Ponha ‘Apple’ na sua manchete e atraia uma legião de leitores

Hoje em dia basta colocar a palavra Apple em qualquer manchete para atrair imediatamente uma legião de fanboys, trolls ou até mesmo leitores “normais” para o seu artigo, matéria ou post. 

Sinal do estrondoso sucesso alcançado pela companhia comandada por Steve Jobs. A criadora dos praticamente indefectíveis Mac, iPod, iPhone e iPad.

Agora a bola da vez no noticiário envolvendo a Apple é o software de recuperação de senhas da empresa Passware.

Passware Kit Forensic 11.0 é um conjunto de ferramentas comercializado por $995 que dentre vários recursos promete “roubar” as senhas do usuário para liberar o acesso a volumes criptografados (teoricamente seguros). Isso seria possível em volumes que utilizam tecnologias como o BitLocker da Microsoft ou o TrueCrypt — mas para que seja viável a extração, algumas condicionantes precisam estar presentes, apesar do press release da Passware não deixar isso necessariamente explícito.

No entanto a mais “polêmica” das funcionalidades anunciadas para o Passware Kit Forensic 11.0 é sua capacidade de “roubar” a senha do usuário e permitir o acesso completo aos dados armazenados em Macs. Mesmo aqueles executando a versão mais nova e segura do sistema, o recém lançado Mac OS X 10.7 Lion.

O software da Passware conseguiria extrair a senha utilizando uma vulnerabilidade presente no projeto das portas Fireware, o acesso direto à memória (DMA).

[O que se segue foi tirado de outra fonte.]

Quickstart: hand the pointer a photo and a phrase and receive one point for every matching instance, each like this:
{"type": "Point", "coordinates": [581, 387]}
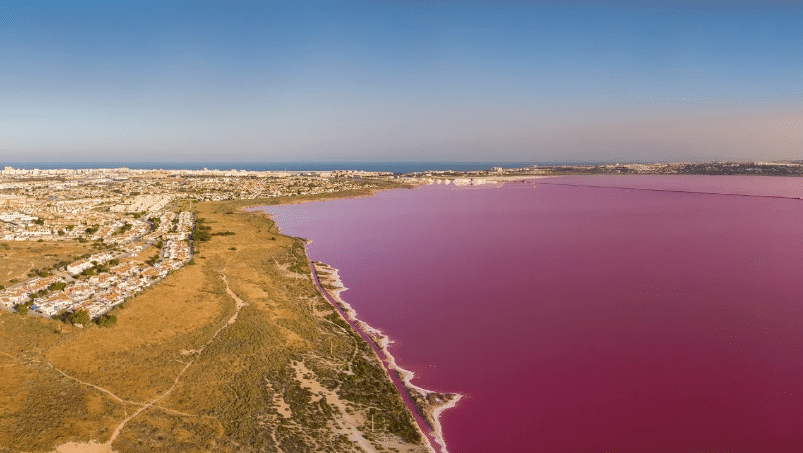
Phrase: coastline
{"type": "Point", "coordinates": [426, 405]}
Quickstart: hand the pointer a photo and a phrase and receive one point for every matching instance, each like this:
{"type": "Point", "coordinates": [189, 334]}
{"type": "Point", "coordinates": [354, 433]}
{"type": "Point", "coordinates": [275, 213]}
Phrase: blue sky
{"type": "Point", "coordinates": [400, 81]}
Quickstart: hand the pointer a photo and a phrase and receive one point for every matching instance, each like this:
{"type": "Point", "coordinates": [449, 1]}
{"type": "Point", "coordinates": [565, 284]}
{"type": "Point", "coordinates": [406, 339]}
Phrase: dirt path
{"type": "Point", "coordinates": [95, 447]}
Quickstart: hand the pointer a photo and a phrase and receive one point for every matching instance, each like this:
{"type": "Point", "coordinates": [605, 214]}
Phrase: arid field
{"type": "Point", "coordinates": [235, 352]}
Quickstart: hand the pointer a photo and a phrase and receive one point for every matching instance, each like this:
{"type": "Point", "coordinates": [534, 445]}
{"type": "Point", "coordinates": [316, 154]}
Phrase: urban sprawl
{"type": "Point", "coordinates": [141, 226]}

A questão é grave porque essa característica do FireWire compromete a segurança de praticamente qualquer sistema operacional — felizmente existem formas de contornar o problema, como por exemplo fazendo modificações no suporte dado pelo sistema ao FireWire.

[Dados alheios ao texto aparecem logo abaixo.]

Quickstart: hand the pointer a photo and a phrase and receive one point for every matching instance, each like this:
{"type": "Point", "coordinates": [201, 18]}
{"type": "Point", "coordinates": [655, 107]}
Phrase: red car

Voltando ao Mac OS X, eu acredito que (ainda confirmarei) a Apple fez alterações ainda no Snow Leopard que desativam o DMA no FireWire quando o sistema encontra-se em modo sleep, exibindo telas de login ou de bloqueio de sessão. Portando DMA no FireWire estaria ativado apenas durante uma sessão regular de uso. Em outras palavras, com o usuário legítimo sentado à frente do equipamento — atenção, se você permite logon automático no seu sistema ou o que é pior, abandona seu Mac desprotegido, o verdadeiro risco que você está correndo é de roubarem o seu equipamento e não apenas os dados armazenados nele.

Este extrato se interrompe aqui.